Eldest is doing Geometry this year for math. He just hit Sine, Cosine, and Tangent last night. As I sat with him while he watched the video of the instructor explaining the concepts and how to calculate it, I was struck with the difference between THEN and NOW.
Today's math teachers, just throw the formulae up on the whiteboard. Sine = Opposite / Hypotenuse
And then they say, just remember that.
And they go about working examples.
And I look at my child who is frantically scribbling down the formulae and mumbling them under his breath and I blurt out, "SohCahToa."
He gives me a blank stare. "What?"
"SohCahToa," I say.
He frowns. "It sounds Native American.

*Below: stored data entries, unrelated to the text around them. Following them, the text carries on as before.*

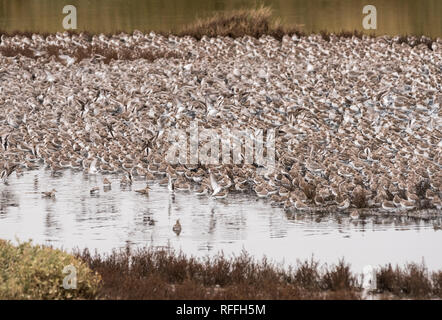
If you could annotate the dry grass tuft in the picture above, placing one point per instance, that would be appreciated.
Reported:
(163, 274)
(413, 281)
(239, 23)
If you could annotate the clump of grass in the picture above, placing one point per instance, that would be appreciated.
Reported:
(339, 278)
(36, 272)
(164, 274)
(239, 23)
(414, 281)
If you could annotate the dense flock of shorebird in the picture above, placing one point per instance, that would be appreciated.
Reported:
(358, 121)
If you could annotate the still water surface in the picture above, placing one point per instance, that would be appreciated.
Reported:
(393, 16)
(118, 217)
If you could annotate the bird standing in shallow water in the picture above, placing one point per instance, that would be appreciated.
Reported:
(144, 191)
(49, 194)
(177, 227)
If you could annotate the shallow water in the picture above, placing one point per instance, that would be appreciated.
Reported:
(393, 16)
(119, 217)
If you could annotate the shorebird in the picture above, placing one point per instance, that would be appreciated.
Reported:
(94, 190)
(345, 204)
(49, 194)
(170, 185)
(354, 214)
(177, 227)
(144, 191)
(7, 172)
(214, 184)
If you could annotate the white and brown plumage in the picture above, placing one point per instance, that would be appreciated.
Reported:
(343, 134)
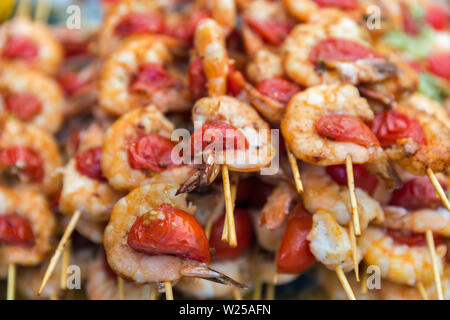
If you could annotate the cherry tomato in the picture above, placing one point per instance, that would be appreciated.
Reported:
(436, 17)
(417, 193)
(151, 152)
(439, 64)
(25, 159)
(20, 48)
(294, 255)
(278, 89)
(196, 79)
(341, 4)
(88, 163)
(345, 128)
(410, 26)
(244, 236)
(168, 230)
(390, 126)
(270, 31)
(410, 238)
(15, 230)
(151, 77)
(215, 135)
(23, 105)
(139, 22)
(363, 179)
(339, 49)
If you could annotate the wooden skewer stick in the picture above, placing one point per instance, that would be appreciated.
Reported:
(23, 9)
(59, 250)
(64, 265)
(295, 171)
(422, 290)
(437, 278)
(169, 293)
(437, 186)
(42, 11)
(344, 282)
(11, 289)
(232, 240)
(354, 250)
(351, 190)
(121, 288)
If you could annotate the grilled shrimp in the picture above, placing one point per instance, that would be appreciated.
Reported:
(28, 156)
(421, 220)
(42, 52)
(435, 153)
(330, 242)
(28, 225)
(84, 187)
(161, 256)
(32, 97)
(136, 75)
(124, 152)
(299, 127)
(399, 263)
(321, 192)
(333, 50)
(102, 283)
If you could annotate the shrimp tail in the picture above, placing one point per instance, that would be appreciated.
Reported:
(204, 272)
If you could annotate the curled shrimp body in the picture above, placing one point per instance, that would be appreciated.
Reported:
(32, 210)
(321, 192)
(301, 65)
(42, 52)
(81, 191)
(330, 242)
(101, 283)
(307, 107)
(210, 45)
(436, 220)
(244, 118)
(126, 81)
(399, 263)
(31, 88)
(30, 156)
(115, 158)
(435, 154)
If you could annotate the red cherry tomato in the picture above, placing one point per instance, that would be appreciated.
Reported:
(278, 89)
(345, 128)
(341, 4)
(137, 23)
(20, 48)
(271, 31)
(151, 77)
(88, 163)
(390, 126)
(25, 159)
(24, 105)
(196, 79)
(363, 179)
(436, 17)
(339, 49)
(410, 26)
(151, 152)
(215, 135)
(294, 255)
(244, 236)
(417, 193)
(15, 230)
(410, 238)
(439, 64)
(169, 230)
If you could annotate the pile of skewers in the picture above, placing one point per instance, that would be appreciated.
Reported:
(216, 146)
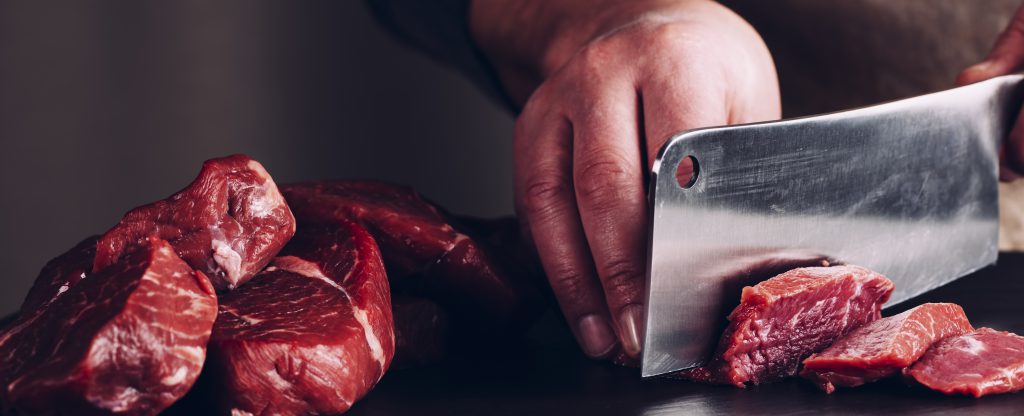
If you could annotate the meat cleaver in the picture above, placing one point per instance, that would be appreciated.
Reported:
(908, 189)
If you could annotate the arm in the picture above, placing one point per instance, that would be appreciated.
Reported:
(1007, 57)
(602, 85)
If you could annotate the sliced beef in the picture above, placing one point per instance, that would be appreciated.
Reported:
(128, 339)
(420, 331)
(59, 275)
(980, 363)
(228, 223)
(309, 335)
(883, 347)
(781, 321)
(425, 254)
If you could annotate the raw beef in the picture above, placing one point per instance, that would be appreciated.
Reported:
(784, 319)
(228, 223)
(420, 332)
(883, 347)
(425, 254)
(984, 362)
(59, 275)
(309, 335)
(128, 339)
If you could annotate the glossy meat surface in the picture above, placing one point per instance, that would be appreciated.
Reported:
(128, 339)
(781, 321)
(228, 222)
(883, 347)
(980, 363)
(309, 335)
(427, 252)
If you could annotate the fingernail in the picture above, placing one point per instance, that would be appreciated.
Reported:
(631, 323)
(596, 336)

What is it?"
And I chuckle awkwardly to myself because, yes, when I learned it, there was some sort of story involving a Native American woman and her babies? I think? I don't actually remember the story. Because the story wasn't the point. The point was the mnemonic. So I explain, "It does sound that way. There's a whole story, but I don't recall it honestly, because the point is it makes it easier to remember the formulae."
I write down the "name" -- "Look, see? Soh Cah Toa." I tap the S, "Sine", tap the C "Cosine" tap the T "Tangent."
He nods hesitantly. "It doesn't seem okay."
"The story definitely isn't. Remembering the formulae this way? Totally is. Otherwise, Please Excuse My Dear Aunt Sally and My Very Excited Mother Just Served Us Nine Pizzas are also wrong."
He's not completely convinced. But he did manage to do the homework correctly, so I'm going to call it a win.